When evaluating opportunities: Companies that are serious about AI/ML hiring tend to post specific infrastructure details in the job description: the frameworks they use, their model serving stack, their data pipeline tools. Vague postings that just say 'ML experience required' without specifics are often companies that haven't figured out what they need yet.
AI Hiring Overview
The AI job market has 3,823 open positions tracked in our dataset. By seniority: 112 entry-level, 1,798 mid-level, 1,516 senior, and 397 leadership roles (Director, VP, C-Level). Remote roles make up 15% of the market (590 positions). The remaining 3,217 roles require on-site or hybrid attendance.
The market median for AI roles is $200,100. Top-quartile compensation starts at $253,500. The 90th percentile reaches $307,500. Highest-paying categories: AI Engineering Manager ($275,000 median, 41 roles); AI Safety ($274,200 median, 55 roles); Research Engineer ($260,000 median, 434 roles).
Demand for AI/ML Engineers has been strong and consistent. Unlike some AI roles that spike with hype cycles, ML engineering is a foundational need. Every company deploying AI models needs people who can keep them running, and the gap between research prototypes and production systems keeps growing.
The AI Job Market Today
The AI job market spans 3,823 open positions across 15 role categories. The largest categories by volume: AI/ML Engineer (2,629), Data Scientist (322), AI Software Engineer (279).

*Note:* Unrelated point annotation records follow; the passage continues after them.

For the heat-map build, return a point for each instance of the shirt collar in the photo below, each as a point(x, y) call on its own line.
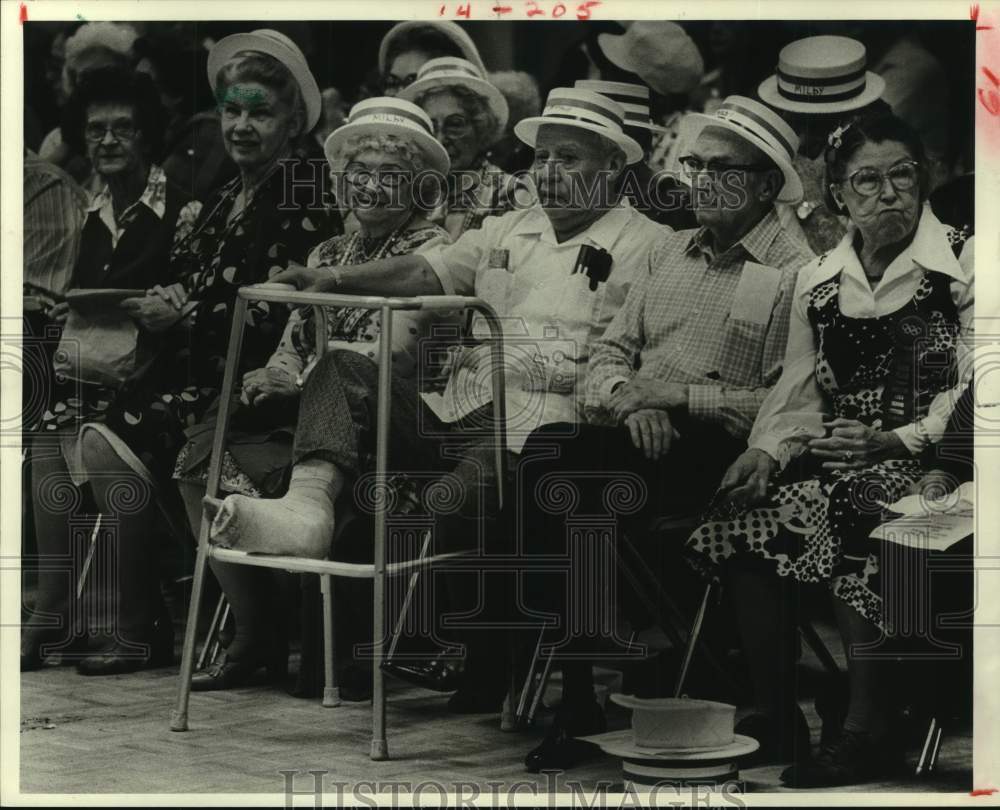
point(603, 232)
point(930, 249)
point(154, 197)
point(756, 242)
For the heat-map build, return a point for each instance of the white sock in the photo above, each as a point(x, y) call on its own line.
point(299, 524)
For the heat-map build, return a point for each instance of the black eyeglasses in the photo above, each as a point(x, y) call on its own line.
point(868, 181)
point(120, 132)
point(391, 82)
point(694, 165)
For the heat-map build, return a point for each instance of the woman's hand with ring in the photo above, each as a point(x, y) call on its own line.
point(853, 445)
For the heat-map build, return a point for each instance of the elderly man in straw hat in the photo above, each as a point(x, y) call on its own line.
point(674, 383)
point(556, 271)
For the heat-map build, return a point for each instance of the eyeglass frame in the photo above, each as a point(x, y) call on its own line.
point(114, 129)
point(883, 176)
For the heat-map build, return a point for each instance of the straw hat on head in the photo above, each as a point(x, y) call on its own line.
point(451, 30)
point(824, 74)
point(278, 46)
point(658, 52)
point(394, 116)
point(582, 109)
point(450, 71)
point(758, 125)
point(634, 99)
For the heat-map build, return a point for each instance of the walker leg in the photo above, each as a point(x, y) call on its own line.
point(331, 691)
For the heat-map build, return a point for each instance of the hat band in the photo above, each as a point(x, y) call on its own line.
point(726, 113)
point(585, 119)
point(575, 103)
point(451, 71)
point(392, 112)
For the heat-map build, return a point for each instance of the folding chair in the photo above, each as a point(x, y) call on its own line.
point(327, 569)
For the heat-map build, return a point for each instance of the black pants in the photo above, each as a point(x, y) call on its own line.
point(579, 488)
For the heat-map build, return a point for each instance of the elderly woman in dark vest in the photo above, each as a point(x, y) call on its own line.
point(249, 229)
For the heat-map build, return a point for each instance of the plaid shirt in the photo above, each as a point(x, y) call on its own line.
point(716, 323)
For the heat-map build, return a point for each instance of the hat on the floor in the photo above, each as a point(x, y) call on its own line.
point(278, 46)
point(659, 52)
point(677, 740)
point(756, 124)
point(582, 109)
point(823, 74)
point(388, 115)
point(634, 99)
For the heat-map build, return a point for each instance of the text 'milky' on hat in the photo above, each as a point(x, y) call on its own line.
point(278, 46)
point(756, 124)
point(450, 71)
point(823, 74)
point(582, 109)
point(451, 30)
point(634, 99)
point(659, 52)
point(394, 116)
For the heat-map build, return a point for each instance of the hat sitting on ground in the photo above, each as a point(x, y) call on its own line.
point(758, 125)
point(582, 109)
point(824, 74)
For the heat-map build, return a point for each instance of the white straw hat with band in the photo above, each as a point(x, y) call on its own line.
point(634, 99)
point(756, 124)
point(450, 71)
point(583, 109)
point(659, 52)
point(824, 74)
point(395, 116)
point(451, 30)
point(276, 45)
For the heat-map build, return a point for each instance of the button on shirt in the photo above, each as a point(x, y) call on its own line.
point(789, 412)
point(716, 323)
point(548, 312)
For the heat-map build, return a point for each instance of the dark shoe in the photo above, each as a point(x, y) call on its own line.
point(854, 758)
point(443, 673)
point(229, 673)
point(779, 742)
point(560, 750)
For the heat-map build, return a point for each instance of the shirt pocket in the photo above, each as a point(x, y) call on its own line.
point(742, 349)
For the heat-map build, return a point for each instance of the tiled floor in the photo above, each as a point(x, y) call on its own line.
point(111, 735)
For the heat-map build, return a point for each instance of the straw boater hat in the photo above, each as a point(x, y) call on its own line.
point(658, 52)
point(824, 74)
point(634, 99)
point(395, 116)
point(582, 109)
point(758, 125)
point(677, 740)
point(450, 29)
point(450, 71)
point(278, 46)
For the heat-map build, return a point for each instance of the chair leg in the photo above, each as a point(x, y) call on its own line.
point(331, 691)
point(693, 640)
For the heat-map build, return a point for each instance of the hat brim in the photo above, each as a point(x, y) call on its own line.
point(768, 93)
point(621, 744)
point(527, 131)
point(226, 48)
point(494, 98)
point(791, 192)
point(434, 153)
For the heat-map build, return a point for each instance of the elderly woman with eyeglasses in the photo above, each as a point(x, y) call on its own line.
point(879, 328)
point(248, 230)
point(375, 166)
point(469, 115)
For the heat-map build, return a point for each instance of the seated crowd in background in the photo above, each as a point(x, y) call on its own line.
point(740, 307)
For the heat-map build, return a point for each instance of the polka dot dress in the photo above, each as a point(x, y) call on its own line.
point(816, 530)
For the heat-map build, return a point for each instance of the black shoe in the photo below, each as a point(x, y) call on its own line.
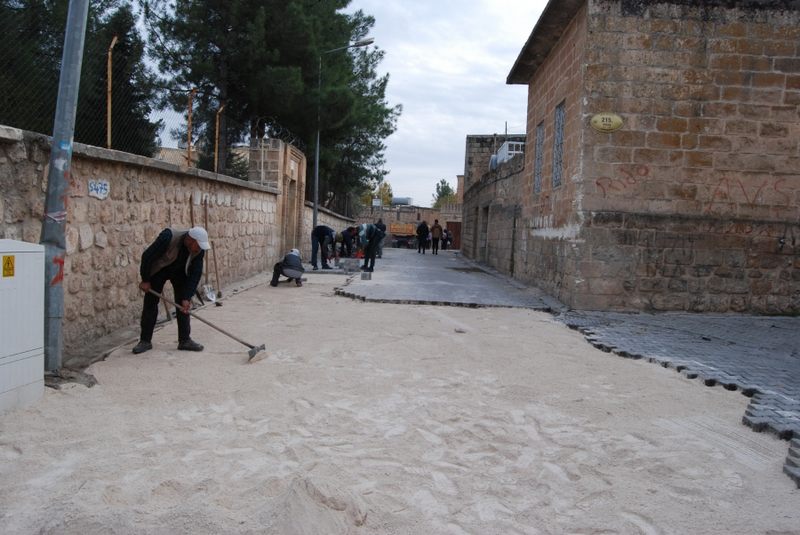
point(189, 345)
point(141, 347)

These three account for the majority of open positions, though smaller categories often have higher per-role compensation because of specialized skill requirements.

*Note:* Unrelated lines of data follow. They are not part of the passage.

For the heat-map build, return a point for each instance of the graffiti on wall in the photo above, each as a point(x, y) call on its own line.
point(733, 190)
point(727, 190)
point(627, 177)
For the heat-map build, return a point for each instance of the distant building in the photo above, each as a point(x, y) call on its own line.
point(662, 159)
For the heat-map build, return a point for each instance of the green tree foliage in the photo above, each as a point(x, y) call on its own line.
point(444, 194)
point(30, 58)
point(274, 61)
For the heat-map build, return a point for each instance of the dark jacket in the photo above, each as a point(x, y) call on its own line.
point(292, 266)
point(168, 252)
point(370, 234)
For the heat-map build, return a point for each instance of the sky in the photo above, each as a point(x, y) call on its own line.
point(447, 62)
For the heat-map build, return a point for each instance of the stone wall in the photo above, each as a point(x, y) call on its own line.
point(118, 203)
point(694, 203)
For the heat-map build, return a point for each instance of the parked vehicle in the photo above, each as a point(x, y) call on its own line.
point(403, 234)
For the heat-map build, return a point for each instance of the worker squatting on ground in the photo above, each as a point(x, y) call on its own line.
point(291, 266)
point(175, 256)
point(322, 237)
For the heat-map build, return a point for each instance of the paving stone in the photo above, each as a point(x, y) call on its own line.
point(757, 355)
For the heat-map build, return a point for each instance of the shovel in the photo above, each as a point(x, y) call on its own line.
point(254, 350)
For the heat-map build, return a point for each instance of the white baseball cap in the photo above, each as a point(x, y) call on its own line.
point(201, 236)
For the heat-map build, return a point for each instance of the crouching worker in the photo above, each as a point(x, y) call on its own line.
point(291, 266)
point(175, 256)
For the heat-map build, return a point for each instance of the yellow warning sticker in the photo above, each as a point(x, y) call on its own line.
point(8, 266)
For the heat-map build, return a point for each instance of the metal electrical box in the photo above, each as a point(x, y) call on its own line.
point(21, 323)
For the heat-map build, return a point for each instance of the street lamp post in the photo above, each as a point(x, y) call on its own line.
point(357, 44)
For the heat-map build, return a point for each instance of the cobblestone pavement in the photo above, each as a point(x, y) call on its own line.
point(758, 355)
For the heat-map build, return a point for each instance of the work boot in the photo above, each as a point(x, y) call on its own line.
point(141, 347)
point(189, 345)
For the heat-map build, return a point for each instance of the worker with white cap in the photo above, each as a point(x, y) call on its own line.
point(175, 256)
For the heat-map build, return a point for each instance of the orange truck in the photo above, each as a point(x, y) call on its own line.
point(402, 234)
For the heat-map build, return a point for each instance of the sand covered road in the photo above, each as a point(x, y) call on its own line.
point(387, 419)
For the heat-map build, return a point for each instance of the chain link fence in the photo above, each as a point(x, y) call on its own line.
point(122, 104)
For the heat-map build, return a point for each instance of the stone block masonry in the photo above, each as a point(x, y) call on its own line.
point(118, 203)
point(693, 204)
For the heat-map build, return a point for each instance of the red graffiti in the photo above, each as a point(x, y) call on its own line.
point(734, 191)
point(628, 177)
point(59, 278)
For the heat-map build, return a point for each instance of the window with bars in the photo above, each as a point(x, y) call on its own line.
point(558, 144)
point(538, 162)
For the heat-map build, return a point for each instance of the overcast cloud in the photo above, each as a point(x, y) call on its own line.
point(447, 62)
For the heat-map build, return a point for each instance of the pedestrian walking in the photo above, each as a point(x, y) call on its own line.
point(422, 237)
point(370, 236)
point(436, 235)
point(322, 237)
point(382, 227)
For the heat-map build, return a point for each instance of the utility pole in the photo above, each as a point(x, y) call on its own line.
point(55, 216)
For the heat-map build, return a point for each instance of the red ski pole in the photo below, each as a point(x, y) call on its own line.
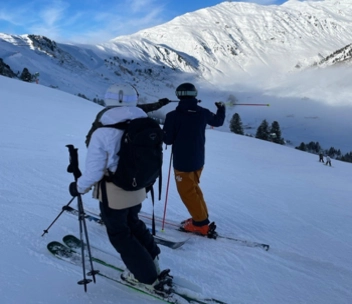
point(167, 192)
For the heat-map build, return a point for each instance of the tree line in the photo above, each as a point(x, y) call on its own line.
point(272, 133)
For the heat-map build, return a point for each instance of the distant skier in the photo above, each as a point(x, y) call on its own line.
point(184, 129)
point(328, 161)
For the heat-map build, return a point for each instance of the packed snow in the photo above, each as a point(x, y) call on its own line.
point(255, 190)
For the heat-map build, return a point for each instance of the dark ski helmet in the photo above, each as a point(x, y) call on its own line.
point(186, 90)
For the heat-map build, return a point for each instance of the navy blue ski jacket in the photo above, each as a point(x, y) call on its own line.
point(184, 129)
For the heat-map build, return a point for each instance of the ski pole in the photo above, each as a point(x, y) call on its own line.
point(231, 104)
point(63, 209)
point(74, 168)
point(167, 192)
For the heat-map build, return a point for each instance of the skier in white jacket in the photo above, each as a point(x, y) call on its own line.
point(119, 208)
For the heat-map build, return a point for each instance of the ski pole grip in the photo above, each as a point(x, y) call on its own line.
point(73, 165)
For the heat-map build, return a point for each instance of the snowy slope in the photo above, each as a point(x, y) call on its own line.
point(255, 190)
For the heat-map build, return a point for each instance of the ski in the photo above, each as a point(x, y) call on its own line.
point(96, 218)
point(75, 244)
point(212, 235)
point(73, 256)
point(176, 226)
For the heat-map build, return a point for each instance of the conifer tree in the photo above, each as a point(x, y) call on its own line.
point(275, 133)
point(236, 124)
point(263, 131)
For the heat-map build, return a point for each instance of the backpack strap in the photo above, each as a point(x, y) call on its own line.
point(96, 124)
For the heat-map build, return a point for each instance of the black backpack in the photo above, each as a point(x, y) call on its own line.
point(140, 154)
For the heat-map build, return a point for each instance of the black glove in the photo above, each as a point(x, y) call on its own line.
point(73, 189)
point(163, 101)
point(219, 104)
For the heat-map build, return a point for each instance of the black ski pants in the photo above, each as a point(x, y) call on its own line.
point(132, 240)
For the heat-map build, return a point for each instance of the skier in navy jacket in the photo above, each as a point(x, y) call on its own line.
point(184, 129)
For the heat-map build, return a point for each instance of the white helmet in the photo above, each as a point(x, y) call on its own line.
point(121, 95)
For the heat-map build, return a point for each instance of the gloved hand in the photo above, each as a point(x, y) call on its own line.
point(163, 101)
point(219, 104)
point(73, 189)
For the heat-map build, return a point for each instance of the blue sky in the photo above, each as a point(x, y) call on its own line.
point(94, 21)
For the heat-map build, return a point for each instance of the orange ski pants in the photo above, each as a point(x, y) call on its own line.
point(191, 195)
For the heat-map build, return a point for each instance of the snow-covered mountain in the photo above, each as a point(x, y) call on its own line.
point(228, 43)
point(294, 56)
point(255, 190)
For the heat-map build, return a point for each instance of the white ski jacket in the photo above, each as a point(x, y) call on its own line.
point(103, 147)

The seniority mix tells a story about where AI teams are in their maturity. Entry-level roles (112) are outnumbered by mid-level (1,798) and senior (1,516) positions, reflecting that most companies are past the 'build a team from scratch' phase and need experienced engineers who can ship production systems. Leadership roles (Director, VP, C-Level) total 397 positions, representing the bottleneck between technical execution and organizational strategy.
Remote work availability sits at 15% of all AI roles (590 positions), with 3,217 requiring on-site or hybrid attendance. The remote share has stabilized after the post-pandemic correction. Senior and specialized roles (Research Scientist, ML Architect) are more likely to be remote-eligible than entry-level positions, partly because experienced hires have more negotiating power and partly because these roles require less hands-on mentorship.

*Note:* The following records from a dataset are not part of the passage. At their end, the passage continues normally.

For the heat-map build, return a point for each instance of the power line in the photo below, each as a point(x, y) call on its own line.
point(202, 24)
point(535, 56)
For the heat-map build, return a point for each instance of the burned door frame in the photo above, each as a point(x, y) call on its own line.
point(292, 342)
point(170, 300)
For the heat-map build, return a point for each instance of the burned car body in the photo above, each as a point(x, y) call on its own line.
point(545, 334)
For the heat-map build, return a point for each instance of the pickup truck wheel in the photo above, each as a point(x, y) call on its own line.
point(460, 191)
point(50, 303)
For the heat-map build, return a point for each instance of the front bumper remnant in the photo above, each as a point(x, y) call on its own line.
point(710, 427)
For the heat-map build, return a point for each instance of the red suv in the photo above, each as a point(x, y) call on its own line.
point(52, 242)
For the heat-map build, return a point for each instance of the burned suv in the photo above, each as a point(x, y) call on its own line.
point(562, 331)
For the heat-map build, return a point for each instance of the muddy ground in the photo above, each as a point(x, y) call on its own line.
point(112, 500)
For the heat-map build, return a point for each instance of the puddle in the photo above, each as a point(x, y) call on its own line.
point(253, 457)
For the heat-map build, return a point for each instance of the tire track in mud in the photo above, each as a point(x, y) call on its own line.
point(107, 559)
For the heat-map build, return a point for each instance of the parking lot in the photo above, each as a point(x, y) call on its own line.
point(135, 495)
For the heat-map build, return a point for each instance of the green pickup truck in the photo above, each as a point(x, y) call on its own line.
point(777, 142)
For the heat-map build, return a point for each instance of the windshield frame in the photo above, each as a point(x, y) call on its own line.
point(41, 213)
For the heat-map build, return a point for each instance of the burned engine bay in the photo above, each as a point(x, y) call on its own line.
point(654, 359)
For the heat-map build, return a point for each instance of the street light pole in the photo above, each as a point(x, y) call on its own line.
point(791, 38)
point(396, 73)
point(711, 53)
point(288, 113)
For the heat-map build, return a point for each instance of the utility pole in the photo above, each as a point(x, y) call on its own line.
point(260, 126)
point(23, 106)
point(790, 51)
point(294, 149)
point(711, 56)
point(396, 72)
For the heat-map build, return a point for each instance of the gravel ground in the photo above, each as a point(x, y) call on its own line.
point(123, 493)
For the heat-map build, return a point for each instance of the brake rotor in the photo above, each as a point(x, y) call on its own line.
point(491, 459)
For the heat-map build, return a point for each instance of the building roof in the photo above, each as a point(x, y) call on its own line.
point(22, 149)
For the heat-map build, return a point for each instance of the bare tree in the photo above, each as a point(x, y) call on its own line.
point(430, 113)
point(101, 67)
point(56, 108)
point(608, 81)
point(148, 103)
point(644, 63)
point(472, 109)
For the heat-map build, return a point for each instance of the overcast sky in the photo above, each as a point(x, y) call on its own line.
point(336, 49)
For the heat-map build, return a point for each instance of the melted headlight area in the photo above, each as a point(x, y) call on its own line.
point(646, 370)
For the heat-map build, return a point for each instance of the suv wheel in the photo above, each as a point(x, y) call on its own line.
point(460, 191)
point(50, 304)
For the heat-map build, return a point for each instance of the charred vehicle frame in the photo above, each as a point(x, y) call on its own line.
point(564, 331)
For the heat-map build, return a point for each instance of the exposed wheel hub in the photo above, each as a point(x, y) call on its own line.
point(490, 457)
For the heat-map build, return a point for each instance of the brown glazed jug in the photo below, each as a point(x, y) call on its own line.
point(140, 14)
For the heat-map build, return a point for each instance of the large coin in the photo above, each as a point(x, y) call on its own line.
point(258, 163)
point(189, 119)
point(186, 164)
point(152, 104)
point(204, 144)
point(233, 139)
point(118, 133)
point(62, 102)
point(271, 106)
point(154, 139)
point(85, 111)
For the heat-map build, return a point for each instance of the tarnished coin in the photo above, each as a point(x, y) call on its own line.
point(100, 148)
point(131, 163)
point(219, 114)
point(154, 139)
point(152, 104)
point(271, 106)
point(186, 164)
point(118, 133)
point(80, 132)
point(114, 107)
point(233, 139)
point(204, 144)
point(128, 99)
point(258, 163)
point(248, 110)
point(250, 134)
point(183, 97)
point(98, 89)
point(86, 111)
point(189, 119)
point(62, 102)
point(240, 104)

AI compensation is structured in clear tiers. The market median sits at $200,100. Top-quartile roles start at $253,500, and the 90th percentile reaches $307,500. These figures include base salary with disclosed compensation. Total compensation (including equity, bonuses, and sign-on) runs 20-40% higher at companies that offer those components.
Category matters for compensation. AI Engineering Manager roles lead at $275,000 median, while Prompt Engineer roles sit at $140,000. The spread between highest and lowest-paying categories reflects the premium on specialized technical skills versus broader analytical roles.
The most in-demand skills across all AI postings: Python (1,979 postings), Aws (1,190 postings), Azure (899 postings), Rag (839 postings), Gcp (726 postings), Pytorch (595 postings), Prompt Engineering (595 postings), Claude (540 postings). Python dominates, appearing in the vast majority of role descriptions regardless of category. Cloud platform experience (AWS, GCP, Azure) is the second most common requirement. The newer entrants to the top skills list (RAG, vector databases, LLM APIs) reflect the shift from traditional ML toward generative AI applications.